Backend & Model Access
An internal API connects various applications with the AI system. We use FastAPI to build the API interface and ONNXfor efficient model inference.
The ReACT agent can communicate with the APIs of Confluence and Jira to retrieve relevant information on demand. This is facilitated through the Atlassian Python API, which is tailored for both Jira and Confluence.
Frontend
A user-friendly web interface for seamless interaction with the AI model is currently under development.
Technologies in Use
Vector storage & retrieval: ChromaDB
Language models: Llama 3.2 and Gemma
Frameworks: LangChain and LangGraph orchestrate complex interactions between agents, data sources, and retrieval components.
Development Challenges
Data Privacy and Security
Since all data is stored locally, we had to ensure that the system never accesses external servers. Robust access controls are essential so that only authorized users can view sensitive information. We implement this using OAuth 2.0 and role-based access control (RBAC).
Model Optimization
Running an LLM locally requires powerful hardware resources. We optimized the model to strike a balance between performance and efficiency.
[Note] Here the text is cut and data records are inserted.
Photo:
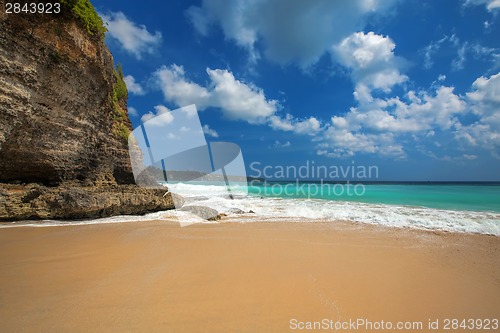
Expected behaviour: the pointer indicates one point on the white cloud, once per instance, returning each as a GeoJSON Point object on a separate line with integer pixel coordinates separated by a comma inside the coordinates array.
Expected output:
{"type": "Point", "coordinates": [159, 110]}
{"type": "Point", "coordinates": [211, 132]}
{"type": "Point", "coordinates": [278, 144]}
{"type": "Point", "coordinates": [484, 101]}
{"type": "Point", "coordinates": [371, 59]}
{"type": "Point", "coordinates": [464, 50]}
{"type": "Point", "coordinates": [309, 126]}
{"type": "Point", "coordinates": [377, 125]}
{"type": "Point", "coordinates": [132, 111]}
{"type": "Point", "coordinates": [491, 5]}
{"type": "Point", "coordinates": [132, 86]}
{"type": "Point", "coordinates": [134, 38]}
{"type": "Point", "coordinates": [237, 100]}
{"type": "Point", "coordinates": [300, 34]}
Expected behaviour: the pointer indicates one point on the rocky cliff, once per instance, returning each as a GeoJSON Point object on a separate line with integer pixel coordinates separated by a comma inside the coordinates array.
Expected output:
{"type": "Point", "coordinates": [63, 121]}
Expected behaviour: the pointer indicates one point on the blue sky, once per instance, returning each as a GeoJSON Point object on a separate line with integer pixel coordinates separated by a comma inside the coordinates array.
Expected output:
{"type": "Point", "coordinates": [410, 86]}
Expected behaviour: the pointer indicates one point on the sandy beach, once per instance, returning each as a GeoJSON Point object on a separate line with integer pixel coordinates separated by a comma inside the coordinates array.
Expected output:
{"type": "Point", "coordinates": [231, 277]}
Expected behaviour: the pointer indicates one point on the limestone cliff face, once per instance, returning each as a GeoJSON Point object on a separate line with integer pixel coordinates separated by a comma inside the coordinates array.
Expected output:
{"type": "Point", "coordinates": [58, 120]}
{"type": "Point", "coordinates": [63, 123]}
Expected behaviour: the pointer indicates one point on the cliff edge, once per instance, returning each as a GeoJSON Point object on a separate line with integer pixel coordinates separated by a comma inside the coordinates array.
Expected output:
{"type": "Point", "coordinates": [63, 120]}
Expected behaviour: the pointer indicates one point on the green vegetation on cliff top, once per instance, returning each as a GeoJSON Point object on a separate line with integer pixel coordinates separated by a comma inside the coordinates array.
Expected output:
{"type": "Point", "coordinates": [120, 94]}
{"type": "Point", "coordinates": [85, 13]}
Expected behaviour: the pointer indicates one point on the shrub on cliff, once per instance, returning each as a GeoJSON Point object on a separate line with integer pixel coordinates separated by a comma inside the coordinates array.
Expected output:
{"type": "Point", "coordinates": [121, 87]}
{"type": "Point", "coordinates": [85, 12]}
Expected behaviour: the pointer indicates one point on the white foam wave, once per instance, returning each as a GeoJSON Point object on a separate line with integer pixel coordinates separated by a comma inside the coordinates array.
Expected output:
{"type": "Point", "coordinates": [383, 214]}
{"type": "Point", "coordinates": [276, 209]}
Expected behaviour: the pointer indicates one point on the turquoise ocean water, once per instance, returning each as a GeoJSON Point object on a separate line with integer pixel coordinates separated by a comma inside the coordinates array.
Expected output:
{"type": "Point", "coordinates": [453, 196]}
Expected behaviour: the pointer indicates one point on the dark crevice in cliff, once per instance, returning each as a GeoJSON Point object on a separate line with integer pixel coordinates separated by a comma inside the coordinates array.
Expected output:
{"type": "Point", "coordinates": [63, 121]}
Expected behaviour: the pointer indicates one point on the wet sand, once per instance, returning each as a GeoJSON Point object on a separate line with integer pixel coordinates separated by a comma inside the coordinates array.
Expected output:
{"type": "Point", "coordinates": [256, 277]}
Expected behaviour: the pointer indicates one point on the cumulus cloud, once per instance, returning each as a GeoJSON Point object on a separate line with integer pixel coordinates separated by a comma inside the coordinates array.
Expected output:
{"type": "Point", "coordinates": [371, 59]}
{"type": "Point", "coordinates": [278, 144]}
{"type": "Point", "coordinates": [132, 111]}
{"type": "Point", "coordinates": [159, 110]}
{"type": "Point", "coordinates": [301, 34]}
{"type": "Point", "coordinates": [485, 103]}
{"type": "Point", "coordinates": [210, 132]}
{"type": "Point", "coordinates": [237, 100]}
{"type": "Point", "coordinates": [491, 5]}
{"type": "Point", "coordinates": [132, 86]}
{"type": "Point", "coordinates": [463, 51]}
{"type": "Point", "coordinates": [376, 125]}
{"type": "Point", "coordinates": [133, 38]}
{"type": "Point", "coordinates": [288, 123]}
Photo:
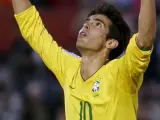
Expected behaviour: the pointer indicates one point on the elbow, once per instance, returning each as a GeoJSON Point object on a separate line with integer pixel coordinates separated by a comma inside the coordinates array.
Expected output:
{"type": "Point", "coordinates": [145, 43]}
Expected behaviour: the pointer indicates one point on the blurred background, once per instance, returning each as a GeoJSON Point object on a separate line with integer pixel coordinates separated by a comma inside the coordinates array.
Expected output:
{"type": "Point", "coordinates": [29, 91]}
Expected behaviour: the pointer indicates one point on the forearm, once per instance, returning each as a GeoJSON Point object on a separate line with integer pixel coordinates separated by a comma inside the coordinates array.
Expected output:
{"type": "Point", "coordinates": [147, 24]}
{"type": "Point", "coordinates": [20, 5]}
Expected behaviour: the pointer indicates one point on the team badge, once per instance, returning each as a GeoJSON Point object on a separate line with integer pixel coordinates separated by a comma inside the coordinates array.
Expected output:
{"type": "Point", "coordinates": [96, 87]}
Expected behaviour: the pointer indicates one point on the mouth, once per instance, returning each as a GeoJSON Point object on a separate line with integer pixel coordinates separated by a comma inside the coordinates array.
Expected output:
{"type": "Point", "coordinates": [83, 34]}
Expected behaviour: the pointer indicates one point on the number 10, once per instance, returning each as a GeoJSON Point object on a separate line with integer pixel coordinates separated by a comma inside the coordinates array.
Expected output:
{"type": "Point", "coordinates": [83, 110]}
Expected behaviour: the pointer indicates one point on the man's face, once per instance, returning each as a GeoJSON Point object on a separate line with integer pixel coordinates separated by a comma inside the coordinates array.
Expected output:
{"type": "Point", "coordinates": [93, 34]}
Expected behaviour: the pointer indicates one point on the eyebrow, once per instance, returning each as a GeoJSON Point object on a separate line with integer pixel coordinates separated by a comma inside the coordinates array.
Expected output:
{"type": "Point", "coordinates": [97, 19]}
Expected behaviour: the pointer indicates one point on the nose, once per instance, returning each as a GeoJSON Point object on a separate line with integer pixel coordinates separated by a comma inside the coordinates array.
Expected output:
{"type": "Point", "coordinates": [86, 26]}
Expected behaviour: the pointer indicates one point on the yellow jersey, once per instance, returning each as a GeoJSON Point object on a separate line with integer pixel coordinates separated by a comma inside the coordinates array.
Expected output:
{"type": "Point", "coordinates": [110, 94]}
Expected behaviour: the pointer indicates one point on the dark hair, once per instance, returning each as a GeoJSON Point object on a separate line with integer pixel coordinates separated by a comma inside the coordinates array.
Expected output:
{"type": "Point", "coordinates": [118, 30]}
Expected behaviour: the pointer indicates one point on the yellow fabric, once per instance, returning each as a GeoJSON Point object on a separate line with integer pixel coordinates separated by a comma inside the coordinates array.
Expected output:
{"type": "Point", "coordinates": [110, 94]}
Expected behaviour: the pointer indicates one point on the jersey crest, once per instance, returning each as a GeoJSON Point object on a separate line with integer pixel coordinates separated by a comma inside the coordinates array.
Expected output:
{"type": "Point", "coordinates": [95, 88]}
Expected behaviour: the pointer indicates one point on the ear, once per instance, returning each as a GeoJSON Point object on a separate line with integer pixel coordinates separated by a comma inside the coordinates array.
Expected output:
{"type": "Point", "coordinates": [112, 44]}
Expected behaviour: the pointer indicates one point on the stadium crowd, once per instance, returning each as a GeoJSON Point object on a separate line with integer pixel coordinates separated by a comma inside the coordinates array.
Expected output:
{"type": "Point", "coordinates": [29, 91]}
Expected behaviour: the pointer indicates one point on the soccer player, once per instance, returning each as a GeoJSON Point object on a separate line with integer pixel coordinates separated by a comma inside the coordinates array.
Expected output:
{"type": "Point", "coordinates": [99, 85]}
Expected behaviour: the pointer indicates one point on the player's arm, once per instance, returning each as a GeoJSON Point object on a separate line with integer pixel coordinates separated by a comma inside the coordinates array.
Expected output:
{"type": "Point", "coordinates": [146, 25]}
{"type": "Point", "coordinates": [137, 56]}
{"type": "Point", "coordinates": [20, 5]}
{"type": "Point", "coordinates": [36, 35]}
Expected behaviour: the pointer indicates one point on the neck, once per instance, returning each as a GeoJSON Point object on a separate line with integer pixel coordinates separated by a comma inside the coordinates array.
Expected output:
{"type": "Point", "coordinates": [92, 62]}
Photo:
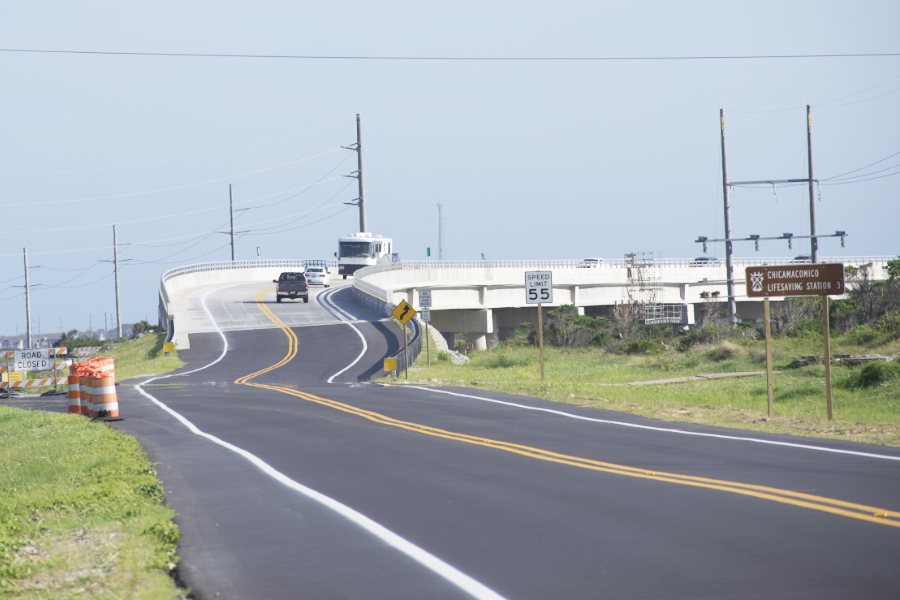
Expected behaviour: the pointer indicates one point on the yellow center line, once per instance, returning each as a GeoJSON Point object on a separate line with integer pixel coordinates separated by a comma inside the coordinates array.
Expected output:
{"type": "Point", "coordinates": [820, 503]}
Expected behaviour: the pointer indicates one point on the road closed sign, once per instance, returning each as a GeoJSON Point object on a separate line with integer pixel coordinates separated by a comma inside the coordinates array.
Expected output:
{"type": "Point", "coordinates": [31, 360]}
{"type": "Point", "coordinates": [538, 287]}
{"type": "Point", "coordinates": [772, 281]}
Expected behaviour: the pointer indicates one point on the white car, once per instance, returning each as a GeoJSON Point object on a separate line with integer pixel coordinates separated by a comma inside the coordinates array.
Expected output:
{"type": "Point", "coordinates": [318, 276]}
{"type": "Point", "coordinates": [591, 263]}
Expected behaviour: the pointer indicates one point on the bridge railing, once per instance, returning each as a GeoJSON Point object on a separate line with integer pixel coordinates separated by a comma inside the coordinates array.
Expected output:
{"type": "Point", "coordinates": [227, 265]}
{"type": "Point", "coordinates": [616, 263]}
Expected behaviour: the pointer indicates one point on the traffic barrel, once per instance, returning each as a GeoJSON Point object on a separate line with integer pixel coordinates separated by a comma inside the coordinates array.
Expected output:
{"type": "Point", "coordinates": [82, 393]}
{"type": "Point", "coordinates": [106, 403]}
{"type": "Point", "coordinates": [74, 395]}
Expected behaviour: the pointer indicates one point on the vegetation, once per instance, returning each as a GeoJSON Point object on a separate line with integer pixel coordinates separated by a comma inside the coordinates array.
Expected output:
{"type": "Point", "coordinates": [81, 512]}
{"type": "Point", "coordinates": [585, 355]}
Techniques such as quantization (e.g. via Hugging Face’s bitsandbytes) and knowledge distillation were used to reduce memory and compute requirements.
Integration with Existing Systems
Seamlessly integrating with Jira and Confluence posed a challenge due to diverse data formats. Developing specialized retrievers played a critical role. By combining keyword-based and semantic search methods, we ensure highly efficient and precise information retrieval.
Outlook: The Future of AI at AMCON
In the coming years, we will focus on continuously improving and expanding the system:
Inference Optimization
Accelerating response times and improving precision through specialized model architectures and more efficient processing pipelines.
Expanded Agent Functionality
Development and implementation of new AI agents tailored to specific business tasks, including:
Code Improvement Agent:
Analyzes existing code, identifies optimization opportunities, and suggests more efficient solutions.Onboarding Agent:
Assists new employees by providing relevant documentation and company policies during their onboarding process.Project Management Assistant:
Supports task coordination, resource allocation, and tracking of project progress.Templating Agent:
Automates the creation of templates and standard documents to boost operational efficiency.
Next-Generation Language Models
Integration of newer and more powerful LLMs, such as future versions of Llama, DeepSeek, and domain-specific embedding models.
Adaptive Tool Use by Agents
Agents will be equipped with a flexible toolchain, allowing them to dynamically select and apply tools such as API queries, semantic search, or external data retrieval, depending on the task.
Enhanced Retrieval Methods
Implementation of hybrid search techniques that combine semantic embedding with classical indexing for more accurate and context-aware information retrieval.
Scalability and Infrastructure
Evaluation and adoption of new hardware and software solutions to scale the AI architecture, including decentralized processing and specialized AI accelerators.
Improved Integration with Business Processes
Ensuring seamless integration of the AI system into existing workflows and applications to further increase operational efficiency.
Conclusion
With the development of a local LLM system, AMCON has taken a significant step toward AI-driven process optimization. Through the use of RAG and ReACT agents, company knowledge can be leveraged more effectively — without compromising data privacy.
The future of AI at AMCON lies in the continuous advancement of these technologies to create maximum value for employees. At the same time, we remain closely aligned with proven DevOps and MLOps strategies to streamline the development cycle and ensure continuous improvement.